Before opening a pull request
- Keep changes focused. Avoid mixing detector logic, documentation, metadata, and release chores unless they are inseparable.
- Add or update tests for behavior changes.
- Update documentation and benchmark notes when user-facing semantics change.
- Keep claims about accuracy tied to a named benchmark or validation file.
- Run the relevant checks locally before submitting.
Development setup
Install the development dependencies with:
install.packages(c(
"devtools", "testthat", "roxygen2", "rmarkdown", "knitr",
"readxl", "furrr", "future", "ggplot2"
))The PDF helper rt_read_pdf() requires the external pdftotext utility from poppler.
Checks
Run these before opening a pull request:
devtools::test()
devtools::document()Then build and check the source tarball:
If your change touches URLs, also run:
urlchecker::url_check()Detector changes
Detector changes should be based on row-level evidence, not only aggregate metrics.
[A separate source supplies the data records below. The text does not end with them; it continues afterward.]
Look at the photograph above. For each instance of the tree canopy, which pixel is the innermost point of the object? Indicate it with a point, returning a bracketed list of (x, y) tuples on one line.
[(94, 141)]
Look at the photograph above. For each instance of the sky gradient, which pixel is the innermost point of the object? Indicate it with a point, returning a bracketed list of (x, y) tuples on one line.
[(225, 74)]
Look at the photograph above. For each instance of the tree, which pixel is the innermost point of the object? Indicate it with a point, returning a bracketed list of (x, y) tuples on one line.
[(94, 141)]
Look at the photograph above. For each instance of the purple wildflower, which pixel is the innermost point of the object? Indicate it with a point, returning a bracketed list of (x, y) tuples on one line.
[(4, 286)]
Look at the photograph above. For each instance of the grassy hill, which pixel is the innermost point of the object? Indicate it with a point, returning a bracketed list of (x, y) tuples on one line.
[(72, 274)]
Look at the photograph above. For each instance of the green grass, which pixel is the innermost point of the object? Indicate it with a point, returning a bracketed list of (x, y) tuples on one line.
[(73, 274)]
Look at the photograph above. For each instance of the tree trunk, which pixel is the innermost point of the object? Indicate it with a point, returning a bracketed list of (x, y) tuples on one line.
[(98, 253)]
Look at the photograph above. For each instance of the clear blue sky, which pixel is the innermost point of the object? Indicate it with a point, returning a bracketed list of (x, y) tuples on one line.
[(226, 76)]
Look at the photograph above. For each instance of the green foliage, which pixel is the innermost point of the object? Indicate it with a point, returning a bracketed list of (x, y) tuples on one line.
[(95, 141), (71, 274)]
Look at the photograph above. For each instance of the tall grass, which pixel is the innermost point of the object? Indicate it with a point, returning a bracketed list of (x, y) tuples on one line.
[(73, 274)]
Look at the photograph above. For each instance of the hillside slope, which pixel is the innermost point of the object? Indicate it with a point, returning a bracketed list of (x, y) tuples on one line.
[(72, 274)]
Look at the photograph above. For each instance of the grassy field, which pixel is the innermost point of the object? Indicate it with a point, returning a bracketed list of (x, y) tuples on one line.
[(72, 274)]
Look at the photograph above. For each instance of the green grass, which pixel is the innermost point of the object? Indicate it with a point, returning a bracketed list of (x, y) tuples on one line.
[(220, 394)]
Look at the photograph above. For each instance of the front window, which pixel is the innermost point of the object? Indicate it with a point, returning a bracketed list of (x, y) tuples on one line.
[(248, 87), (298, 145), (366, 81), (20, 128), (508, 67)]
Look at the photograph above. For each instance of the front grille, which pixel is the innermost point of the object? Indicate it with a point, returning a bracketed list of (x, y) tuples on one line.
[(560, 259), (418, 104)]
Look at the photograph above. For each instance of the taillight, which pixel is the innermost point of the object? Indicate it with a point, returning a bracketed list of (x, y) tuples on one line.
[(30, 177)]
A good detector pull request includes:
- the motivating false positive or false negative,
- the smallest safe rule change,
- regression tests for the new case,
- a short note on possible precision/recall tradeoffs,
- updated benchmark outputs if benchmark scripts were rerun.
Documentation changes
Documentation should be precise about limitations:
- AI disclosure is experimental and not accuracy-corrected.
- Replication correction uses a hybrid validation basis.
- Data/code benchmarks are reproducible native-detector benchmarks, not a claim that every use case has the same operating characteristics.